When Rylyn Juliano moved to NYC in October 2009, everything was going according to plan. She had graduated early from Syracuse University with a BFA. She had an agent, she was going to auditions and she was even getting callbacks.
But after a few months, her good fortune slowly started to shift. Not only did the callbacks dry up, but at auditions, she generally stopped getting noticed altogether. Rylyn’s confidence was shaken, and that made her question herself as a dancer. “I was freaking out that I wasn’t going to have a good audition before I even got there,” she says. But, despite her emotional struggle, Rylyn didn’t give up.
Finally, she reached a turning point when she messed up a very simple combination at an audition. It had been about four weeks since she’d been in class, mainly because of a lack of time and money. But as she observed the other dancers, she realized that her own technique had fallen behind. “I looked at their technique and said, ‘I should be able to do that!’ ” she says. “Seeing them bumped up my game.” She started budgeting for training and threw herself into ballet classes at The Ailey Extension and Broadway Dance Center. Now, nearly a year after what she calls “the slump”—she attended more than 90 auditions over a period of six months before she was offered her first job—she is dancing her dream role of Cassie in the touring production of A Chorus Line! Rylyn’s slump taught her an important lesson—never stop training—and she’ll draw on that knowledge throughout her career.

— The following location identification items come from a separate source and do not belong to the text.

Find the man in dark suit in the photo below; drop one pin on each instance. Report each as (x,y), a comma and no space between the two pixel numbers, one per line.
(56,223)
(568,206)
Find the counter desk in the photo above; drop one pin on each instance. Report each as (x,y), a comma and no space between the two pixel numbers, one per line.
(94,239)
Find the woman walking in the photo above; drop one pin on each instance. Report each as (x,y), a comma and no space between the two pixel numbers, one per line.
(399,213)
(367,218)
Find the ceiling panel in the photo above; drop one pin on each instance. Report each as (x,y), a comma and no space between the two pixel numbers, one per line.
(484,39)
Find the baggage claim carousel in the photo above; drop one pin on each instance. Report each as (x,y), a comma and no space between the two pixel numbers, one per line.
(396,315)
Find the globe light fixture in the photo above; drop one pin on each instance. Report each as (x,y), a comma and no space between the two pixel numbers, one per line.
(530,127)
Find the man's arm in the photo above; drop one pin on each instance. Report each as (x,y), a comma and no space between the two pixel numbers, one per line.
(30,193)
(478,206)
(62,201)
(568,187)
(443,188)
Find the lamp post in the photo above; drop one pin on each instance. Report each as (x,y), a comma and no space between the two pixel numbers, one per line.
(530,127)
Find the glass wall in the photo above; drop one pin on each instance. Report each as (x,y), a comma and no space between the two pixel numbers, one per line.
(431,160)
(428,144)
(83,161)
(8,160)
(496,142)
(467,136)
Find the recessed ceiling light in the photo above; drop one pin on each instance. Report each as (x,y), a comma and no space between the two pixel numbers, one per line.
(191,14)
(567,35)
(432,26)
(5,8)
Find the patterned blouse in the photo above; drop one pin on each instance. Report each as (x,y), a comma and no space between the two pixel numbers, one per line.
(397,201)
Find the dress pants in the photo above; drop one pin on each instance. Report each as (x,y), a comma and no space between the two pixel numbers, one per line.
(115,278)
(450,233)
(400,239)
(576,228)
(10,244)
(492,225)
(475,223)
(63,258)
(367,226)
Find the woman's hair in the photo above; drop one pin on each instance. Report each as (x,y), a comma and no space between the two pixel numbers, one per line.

Whether you’ve been skipped over for a role you wanted, scored poorly at a competition or fallen flat on your derrière at an audition, you’ve most likely had a few setbacks of your own. They are a normal part of any dancer’s life. But once you learn to cope with these inevitable disappointments, they can actually be valuable learning experiences. Here are five ways your losses can make you a better dancer.

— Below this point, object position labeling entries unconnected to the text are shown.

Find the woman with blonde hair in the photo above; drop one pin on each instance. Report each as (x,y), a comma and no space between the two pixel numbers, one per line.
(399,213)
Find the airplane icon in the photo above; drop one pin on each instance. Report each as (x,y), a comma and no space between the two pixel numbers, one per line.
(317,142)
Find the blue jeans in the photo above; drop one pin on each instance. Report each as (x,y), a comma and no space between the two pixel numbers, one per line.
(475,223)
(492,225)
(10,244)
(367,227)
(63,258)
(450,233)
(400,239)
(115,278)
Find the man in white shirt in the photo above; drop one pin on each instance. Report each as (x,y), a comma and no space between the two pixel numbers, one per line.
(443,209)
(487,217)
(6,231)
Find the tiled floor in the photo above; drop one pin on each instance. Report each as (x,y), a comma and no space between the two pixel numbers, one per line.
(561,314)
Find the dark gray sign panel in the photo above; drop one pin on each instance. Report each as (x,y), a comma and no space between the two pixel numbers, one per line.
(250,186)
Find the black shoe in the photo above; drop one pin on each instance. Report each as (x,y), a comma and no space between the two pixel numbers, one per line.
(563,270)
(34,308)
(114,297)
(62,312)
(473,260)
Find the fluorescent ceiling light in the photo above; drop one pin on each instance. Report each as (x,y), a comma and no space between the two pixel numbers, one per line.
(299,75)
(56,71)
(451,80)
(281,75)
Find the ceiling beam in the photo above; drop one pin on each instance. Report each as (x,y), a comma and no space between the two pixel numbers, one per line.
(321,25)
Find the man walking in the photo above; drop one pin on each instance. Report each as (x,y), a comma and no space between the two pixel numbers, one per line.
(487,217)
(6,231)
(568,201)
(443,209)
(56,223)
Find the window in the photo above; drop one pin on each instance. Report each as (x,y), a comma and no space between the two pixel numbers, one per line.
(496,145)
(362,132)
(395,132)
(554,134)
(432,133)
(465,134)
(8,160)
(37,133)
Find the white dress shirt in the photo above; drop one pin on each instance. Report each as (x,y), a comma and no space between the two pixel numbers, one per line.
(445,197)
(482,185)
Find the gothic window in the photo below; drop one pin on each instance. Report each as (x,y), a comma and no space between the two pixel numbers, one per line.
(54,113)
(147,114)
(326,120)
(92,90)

You Learn Your Limitations and How to Work Around Them
“Having a realistic view of your abilities is helpful,” says Dr. Toby Diamond, a Seattle-based psychologist who works with dancers at Pacific Northwest Ballet School. If you understand your strengths and weaknesses, you will be better equipped to manage your own training and career. You can use an unsuccessful audition or a poor competition score as an opportunity to be honest with yourself about what you need to work on. What are your weak areas? Perhaps you struggle with flexibility or your fouettés are wobbly. Ask a teacher or coach for feedback. If your issue is something that can’t be fixed, like low arches, your teacher can help you learn to work around it.
You Learn to Accept Criticism and Use It to Your Advantage
Dancers are more able to accept criticism when their sense of self-worth isn’t wrapped up in winning. And constructive criticism helps a dancer grow technically and artistically. When you get negative feedback, “it’s OK to be hurt and upset and even go home and cry a little at first,” says Diamond. But then you have to learn to use that criticism rather than ignore it. Keep a diary of the corrections you receive, and focus on recurring critiques during class. As you progress, you’ll also be able to look back and appreciate how much you’ve improved.

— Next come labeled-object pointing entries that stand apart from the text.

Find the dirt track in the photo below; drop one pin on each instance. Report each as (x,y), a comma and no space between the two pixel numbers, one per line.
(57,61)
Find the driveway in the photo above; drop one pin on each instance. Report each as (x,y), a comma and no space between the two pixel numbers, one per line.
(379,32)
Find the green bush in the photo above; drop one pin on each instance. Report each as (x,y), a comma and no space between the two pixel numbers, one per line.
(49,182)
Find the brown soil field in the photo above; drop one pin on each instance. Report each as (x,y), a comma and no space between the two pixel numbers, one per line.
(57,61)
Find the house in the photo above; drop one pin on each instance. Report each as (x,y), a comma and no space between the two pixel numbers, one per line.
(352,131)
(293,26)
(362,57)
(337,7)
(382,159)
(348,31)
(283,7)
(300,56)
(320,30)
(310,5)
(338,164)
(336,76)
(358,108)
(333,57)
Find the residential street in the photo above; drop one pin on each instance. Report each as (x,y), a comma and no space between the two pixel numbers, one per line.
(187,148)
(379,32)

You Learn the Value of Hard Work
At age 13, Montana Efaw was selected as a finalist at a Monsters of Hip Hop event and found herself competing for a spot in an annual show the convention produces in L.A. “I was up against some of the best dancers out there at the time,” she remembers. Unfortunately, she didn’t make the show. Instead of giving up, Montana spent the next year training more intensely and in a wider variety of styles. Her work paid off: She was nominated again the following year and earned a place in the show. The discipline she developed after that setback has served her well throughout her career—today she dances for Lady Gaga!
“If you realistically face disappointment, you can use it as a springboard to work harder or take a different direction,” says Diamond. “For example, if you keep falling out of a pirouette en dehors, instead of saying ‘I can’t do pirouettes,’ you might get a teacher or a peer to watch you and help you figure out why you keep falling.”
You Learn That It’s Not Always About You
After failing to land your dream role, it might feel like the world has ended. But over time you’ll discover that casting decisions involve many factors beyond your control. “ ‘I have failed’ is so bottom line,” says Diamond. “There are many reasons why you might not have gotten the part.” For example, a casting director may be looking for a certain ethnicity, height or body shape. Instead of dwelling on things you can’t change, try to stay positive and look for roles that are a better fit for you.
You Learn to Push Past Your Fear
Dancers who aren’t afraid to fail are more likely to try new things. “People who take risks grow a good deal more than those who don’t,” Diamond says. “And how can you be an artist and not experiment?” Face your fears by trying a new dance style or taking class from a new teacher.
The next time you face a setback, remember that it’s OK to cry and be frustrated. Just don’t let those feelings keep you from facing your fears and stepping into the studio the next day with the discipline, perspective and open mind that will make you the best dancer you can be.